Here are some minor notes.

Slightly different output: Git shows 2560 -> 3584 bytes, but after discussion in the PR about whether to show plain byte counts or pretty-print the numbers, I convinced myself that the other lines in diff --stat output are only showing the magnitude of the change and not the before/after. So my output looks like (binary) +1024 bytes. This means that you can't tell a grown file from a fully added or removed file, but that was already true for text files, and that's never bothered me in my years of using Git.

expect tests: I had learned about "expect tests" from this Jane Street blog post. From the post it sounded like a great feature but it was for OCaml only, so I never tried it. I was delighted to discover that Jujutsu uses them via Insta, a Rust library that provides a similar thing.

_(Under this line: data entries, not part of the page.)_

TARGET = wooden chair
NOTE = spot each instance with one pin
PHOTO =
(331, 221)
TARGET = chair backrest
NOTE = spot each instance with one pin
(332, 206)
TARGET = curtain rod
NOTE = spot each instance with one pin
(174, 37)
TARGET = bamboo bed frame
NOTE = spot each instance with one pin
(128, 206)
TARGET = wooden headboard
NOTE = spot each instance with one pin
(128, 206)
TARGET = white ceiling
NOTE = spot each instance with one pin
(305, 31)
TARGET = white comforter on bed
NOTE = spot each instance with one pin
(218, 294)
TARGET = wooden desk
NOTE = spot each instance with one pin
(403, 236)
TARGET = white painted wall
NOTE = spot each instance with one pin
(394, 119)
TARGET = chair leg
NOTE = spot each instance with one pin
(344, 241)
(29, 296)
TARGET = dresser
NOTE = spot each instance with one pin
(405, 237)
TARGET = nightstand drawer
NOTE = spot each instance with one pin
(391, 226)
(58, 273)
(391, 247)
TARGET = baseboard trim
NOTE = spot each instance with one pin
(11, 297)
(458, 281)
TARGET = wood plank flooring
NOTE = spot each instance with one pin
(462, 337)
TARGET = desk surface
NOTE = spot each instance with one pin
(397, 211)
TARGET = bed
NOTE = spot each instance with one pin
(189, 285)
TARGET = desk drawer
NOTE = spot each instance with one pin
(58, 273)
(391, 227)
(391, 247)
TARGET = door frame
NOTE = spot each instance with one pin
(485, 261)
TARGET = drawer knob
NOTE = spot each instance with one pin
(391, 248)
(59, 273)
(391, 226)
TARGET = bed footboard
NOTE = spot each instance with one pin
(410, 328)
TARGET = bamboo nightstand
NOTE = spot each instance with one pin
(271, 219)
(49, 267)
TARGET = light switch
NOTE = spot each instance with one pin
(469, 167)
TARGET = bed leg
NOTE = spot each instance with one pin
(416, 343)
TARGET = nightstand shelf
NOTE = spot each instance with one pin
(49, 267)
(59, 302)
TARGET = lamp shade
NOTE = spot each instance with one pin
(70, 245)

In the test for my change it runs jj diff --stat and asserts what the output looks like, as follows. The cool thing about Insta is that I didn't need to hand-update this text; instead it can run the test and interactively step through which outputs differ, and for the changes I accept it automatically inserts them back into the code.

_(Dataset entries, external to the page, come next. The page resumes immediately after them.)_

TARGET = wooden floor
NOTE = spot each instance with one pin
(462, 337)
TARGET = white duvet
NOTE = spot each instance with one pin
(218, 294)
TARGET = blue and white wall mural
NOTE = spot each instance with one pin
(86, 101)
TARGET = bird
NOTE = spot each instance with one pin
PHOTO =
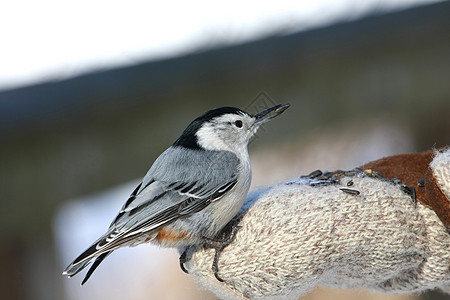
(191, 191)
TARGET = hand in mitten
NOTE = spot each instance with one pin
(352, 229)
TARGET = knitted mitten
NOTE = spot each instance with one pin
(353, 229)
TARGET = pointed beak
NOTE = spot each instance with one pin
(268, 114)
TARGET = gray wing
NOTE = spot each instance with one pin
(180, 183)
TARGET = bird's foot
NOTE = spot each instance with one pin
(219, 245)
(183, 260)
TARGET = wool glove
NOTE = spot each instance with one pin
(344, 229)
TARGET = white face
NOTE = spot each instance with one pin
(227, 132)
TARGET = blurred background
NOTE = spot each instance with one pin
(91, 92)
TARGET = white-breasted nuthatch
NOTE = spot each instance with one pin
(191, 191)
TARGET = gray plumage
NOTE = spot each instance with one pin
(193, 189)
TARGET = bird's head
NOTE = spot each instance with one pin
(225, 128)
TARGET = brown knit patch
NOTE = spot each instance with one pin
(409, 168)
(437, 199)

let output = work_dir.run_jj(["diff", "--stat"]);
// Rightmost display column          ->|
insta::assert_snapshot!(output, @r"
binary_added.png    | (binary) +12 bytes
binary_modified.png | (binary)
...fied_to_text.png | (binary) -8 bytes
binary_removed.png  | (binary) -16 bytes
...y_valid_utf8.png | (binary) +3 bytes
5 files changed, 0 insertions(+), 0 deletions(-)
[EOF]
");

(The idea of expect tests is deeper than just textual command output! Read the original blog post for more.)

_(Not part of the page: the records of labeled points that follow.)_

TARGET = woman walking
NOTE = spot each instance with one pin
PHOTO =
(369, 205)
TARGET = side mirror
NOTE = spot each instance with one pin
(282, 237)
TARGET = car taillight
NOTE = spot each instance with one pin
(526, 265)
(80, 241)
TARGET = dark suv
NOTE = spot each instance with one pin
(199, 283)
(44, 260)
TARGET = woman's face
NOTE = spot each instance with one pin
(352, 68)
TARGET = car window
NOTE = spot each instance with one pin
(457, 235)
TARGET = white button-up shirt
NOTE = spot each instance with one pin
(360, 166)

Colored output: When generating textual output, Jujutsu tags substrings with keywords like added or binary which then feeds into an outer system that assigns colors to these semantic categories. This is a neat mechanism to keep colors consistent across different commands while allowing for customization. In particular if you customize the output of other commands like log, you'll interact with these.

Rust build output is massive: This is my first tinkering with Jujutsu, but over the ~two months that I worked on this, my target/ dir (containing Rust build output) grew to over 25gb. Jeepers. I think it was maybe intermediate outputs of various libraries whose versions themselves varied over that time period?

PS: I didn't actually work on it for two months! I worked on it for couple hours, forgot about it, picked up some weeks later, and then repeated that a few times.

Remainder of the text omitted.